# 2. Basic Concepts¶

## 2.1. Data¶

The data is stored in a tree-like structure. The root element is the *project*.
The next lower level is that of the *plots*, each of which can hold an arbitrary
number of *sets*. A *set* is a 2d array containing the x-y data, where the
x-data is ordered (typical for spectroscopic data). This data structure is
represented by the tree view on the right side of the main window. In addition
to the plain x-y data, a set can have various objects attached, such as
transformations (*trafo*), a fit *model* and *weights*.

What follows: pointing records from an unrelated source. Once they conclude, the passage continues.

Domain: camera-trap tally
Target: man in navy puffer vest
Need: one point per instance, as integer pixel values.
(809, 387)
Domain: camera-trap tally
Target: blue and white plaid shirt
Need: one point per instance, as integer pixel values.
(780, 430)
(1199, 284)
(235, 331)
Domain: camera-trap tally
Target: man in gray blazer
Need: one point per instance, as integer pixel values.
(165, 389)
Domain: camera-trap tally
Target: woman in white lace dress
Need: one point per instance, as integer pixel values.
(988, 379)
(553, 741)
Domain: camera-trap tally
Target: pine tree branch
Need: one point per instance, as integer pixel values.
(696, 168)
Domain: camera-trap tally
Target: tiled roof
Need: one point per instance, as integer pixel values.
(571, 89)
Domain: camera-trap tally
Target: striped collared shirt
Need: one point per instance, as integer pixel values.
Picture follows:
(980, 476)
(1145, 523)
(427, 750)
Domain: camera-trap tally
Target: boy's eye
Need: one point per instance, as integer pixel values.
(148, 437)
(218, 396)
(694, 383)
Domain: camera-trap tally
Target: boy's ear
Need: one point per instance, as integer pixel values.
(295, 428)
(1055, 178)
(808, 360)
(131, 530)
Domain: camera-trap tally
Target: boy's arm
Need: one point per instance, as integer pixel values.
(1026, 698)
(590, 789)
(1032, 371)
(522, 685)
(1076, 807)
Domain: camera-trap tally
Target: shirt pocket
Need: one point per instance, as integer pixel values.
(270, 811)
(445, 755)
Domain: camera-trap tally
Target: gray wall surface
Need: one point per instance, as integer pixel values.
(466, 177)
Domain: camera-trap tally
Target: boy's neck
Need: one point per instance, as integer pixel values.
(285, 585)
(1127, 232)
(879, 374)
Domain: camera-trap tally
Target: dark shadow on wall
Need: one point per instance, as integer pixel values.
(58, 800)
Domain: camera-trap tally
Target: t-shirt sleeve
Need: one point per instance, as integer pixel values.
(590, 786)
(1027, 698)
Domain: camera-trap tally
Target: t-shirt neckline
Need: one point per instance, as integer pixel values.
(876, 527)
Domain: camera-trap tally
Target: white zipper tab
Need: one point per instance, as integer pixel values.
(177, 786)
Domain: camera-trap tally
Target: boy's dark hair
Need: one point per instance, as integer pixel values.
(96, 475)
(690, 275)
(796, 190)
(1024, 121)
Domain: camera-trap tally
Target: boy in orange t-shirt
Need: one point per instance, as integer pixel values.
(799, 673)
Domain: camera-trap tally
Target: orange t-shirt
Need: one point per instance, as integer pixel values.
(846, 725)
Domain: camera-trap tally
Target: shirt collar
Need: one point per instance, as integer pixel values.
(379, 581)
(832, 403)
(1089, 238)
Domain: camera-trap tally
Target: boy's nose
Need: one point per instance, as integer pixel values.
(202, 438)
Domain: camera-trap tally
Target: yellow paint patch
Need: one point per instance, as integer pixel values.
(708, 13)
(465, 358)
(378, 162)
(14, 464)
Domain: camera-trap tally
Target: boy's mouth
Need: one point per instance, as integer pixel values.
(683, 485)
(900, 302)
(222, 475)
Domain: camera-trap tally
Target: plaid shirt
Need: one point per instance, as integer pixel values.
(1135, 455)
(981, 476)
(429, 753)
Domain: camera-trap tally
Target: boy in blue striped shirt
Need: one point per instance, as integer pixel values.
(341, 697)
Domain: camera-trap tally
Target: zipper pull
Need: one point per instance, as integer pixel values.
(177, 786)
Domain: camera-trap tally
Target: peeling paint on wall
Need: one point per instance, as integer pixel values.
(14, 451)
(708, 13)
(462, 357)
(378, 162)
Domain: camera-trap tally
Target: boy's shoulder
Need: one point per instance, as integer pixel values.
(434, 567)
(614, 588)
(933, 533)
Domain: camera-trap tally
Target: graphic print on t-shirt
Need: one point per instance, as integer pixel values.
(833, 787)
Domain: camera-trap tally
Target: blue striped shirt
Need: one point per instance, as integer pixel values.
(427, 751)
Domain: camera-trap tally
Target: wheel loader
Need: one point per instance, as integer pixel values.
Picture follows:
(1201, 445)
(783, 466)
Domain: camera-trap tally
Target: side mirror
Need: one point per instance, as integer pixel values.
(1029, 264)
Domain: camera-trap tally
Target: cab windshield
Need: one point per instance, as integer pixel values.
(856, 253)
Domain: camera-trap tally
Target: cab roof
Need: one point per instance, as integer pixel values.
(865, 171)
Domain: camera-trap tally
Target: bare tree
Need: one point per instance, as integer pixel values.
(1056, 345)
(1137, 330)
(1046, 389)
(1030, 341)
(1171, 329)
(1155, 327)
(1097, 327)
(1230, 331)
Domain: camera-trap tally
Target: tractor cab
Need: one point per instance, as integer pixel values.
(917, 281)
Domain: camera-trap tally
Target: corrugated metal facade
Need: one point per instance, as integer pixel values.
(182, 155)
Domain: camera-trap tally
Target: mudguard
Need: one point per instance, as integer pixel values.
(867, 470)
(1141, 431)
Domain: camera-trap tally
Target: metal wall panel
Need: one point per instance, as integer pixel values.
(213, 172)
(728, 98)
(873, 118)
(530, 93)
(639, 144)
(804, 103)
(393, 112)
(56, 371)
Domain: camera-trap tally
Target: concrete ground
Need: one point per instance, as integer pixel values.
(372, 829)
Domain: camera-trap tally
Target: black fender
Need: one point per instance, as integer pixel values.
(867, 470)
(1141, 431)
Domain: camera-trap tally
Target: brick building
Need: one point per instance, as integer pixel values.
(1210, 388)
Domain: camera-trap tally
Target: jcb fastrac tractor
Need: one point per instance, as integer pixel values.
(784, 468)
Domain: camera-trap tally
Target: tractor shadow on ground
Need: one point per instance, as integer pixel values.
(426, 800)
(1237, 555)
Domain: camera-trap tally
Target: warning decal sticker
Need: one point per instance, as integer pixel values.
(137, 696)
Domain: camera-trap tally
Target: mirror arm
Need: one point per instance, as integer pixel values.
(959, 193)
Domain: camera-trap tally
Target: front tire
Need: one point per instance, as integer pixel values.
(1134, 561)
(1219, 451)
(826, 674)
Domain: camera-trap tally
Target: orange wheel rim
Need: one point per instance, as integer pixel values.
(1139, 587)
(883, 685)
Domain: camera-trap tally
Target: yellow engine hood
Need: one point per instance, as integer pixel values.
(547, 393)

Unlike many other data analysis programs, peak-o-mat allows for data
manipulation/transformation on a higher level than operating on the raw data
through a spreadsheet like interface. As peak-o-mat is especially designed to
work with spectroscopic data, arithmetics on *sets* will do what you would
expect intuitively, e.g. adding two *sets* will only add the y-data, while
interpolating the x-axes in case they differ. Those kind of manipulations can be
done using the ‘Set operations’ module. If you need to do more complicate
operations, you can still copy the data to a *data grid* and manipulate the data
there by means of a python shell.

## 2.2. Models¶

A *model* describes the relation between independent and response variable of
the data set. It may be described by

- a valid python expression, where
*x*stands for the set’s x-values. You can use arbitrary variable names containing alphanumeric characters, e.g. “a*x-b0*x**2”. Also, all mathematical functions, which are defined in the toplevel namespace of the python*numpy*package are avilable. In the model expression the function name has to be prefixed by*np.*, e.g. “amp*np.exp(-x/beta)”. In case the model is too complicated to be entered in a single line, or you just need more flexibility, you can use your own python functions as model. Physical constants are available through prefixing their common name by ‘c_’, e.g. ‘c_e’ referes to the elementary charge. See the ‘customisation’ section for how to define custom functions and add constants. - a space separated list of pre-defined symbols, here called
*tokens*, which represent common background and peak shapes. The function values represented by the tokens are finally added, e.g. “CB LO GA LO” represents a model with a constant background, one gaussian peak and two lorenzian peak shapes. You can append a number to any token to be able to distinguish them later, e.g. “CB LO1 GA LO2”. Instead of the whitespace between the tokens, the ‘+’ operator can be used. In some rare cases you might want to multiply the function represented by the tokens. This can be achieved by using the ‘*’ operator. The model is evaluated from left to right and the usual sign rules do not apply. You may define customs tokens similar to the definition of custom functions. See the ‘customisation’ section for details.

Once a model has been fitted to a data set, the model including the fitted parameters is attached to the set and whenever the set is selected, the model is evaluated and displayed together with the data.

## 2.3. Transformations and masks¶

A *trafo* denotes any transformation of the x- or y-data of a set. Instead of
changing the original data, all trafos are attached to a data set and evaluated
on demand whenever the set data is accessed. Like this, the original data can
be restored by simply removing all trafos. Furthermore, if you remove bad data
points from a set, a *mask* is applied to the data so that all points can be
restored at any time. Use the popup menu in the tree view to unset a mask or
remove the transformations attached to the currently selected sets. The ‘Set
Info’ model allows for manipulation of every single transformation of a set. The
transformation expresseion can be changed, transformations can be deactivated
and both masks and tranformations can be made permanent, i.e. they are applied
once and the original data is overwritten with the result from the evaluation.

## 2.4. Weights¶

The residuals of a fit may be weighted in order to improve the fit but this is not in particular meant to reduce the effect of outliers on the fit, as those can be erased before fitting. In spectrosopy it is quite common that only a part of the measured data, i.e. in a certain region of the independent variable can be sufficiently well described by a model and that the data is overlayed by the results of unknown physical and/or measurement effects. In that sense you may want to assign low weights to regions which you are not interested in and high weights in regions where the model should work well. Though talking of weights, you actually specify the standard deviation of the data rather than the weight of the residual which is just the inverse of the standard deviation.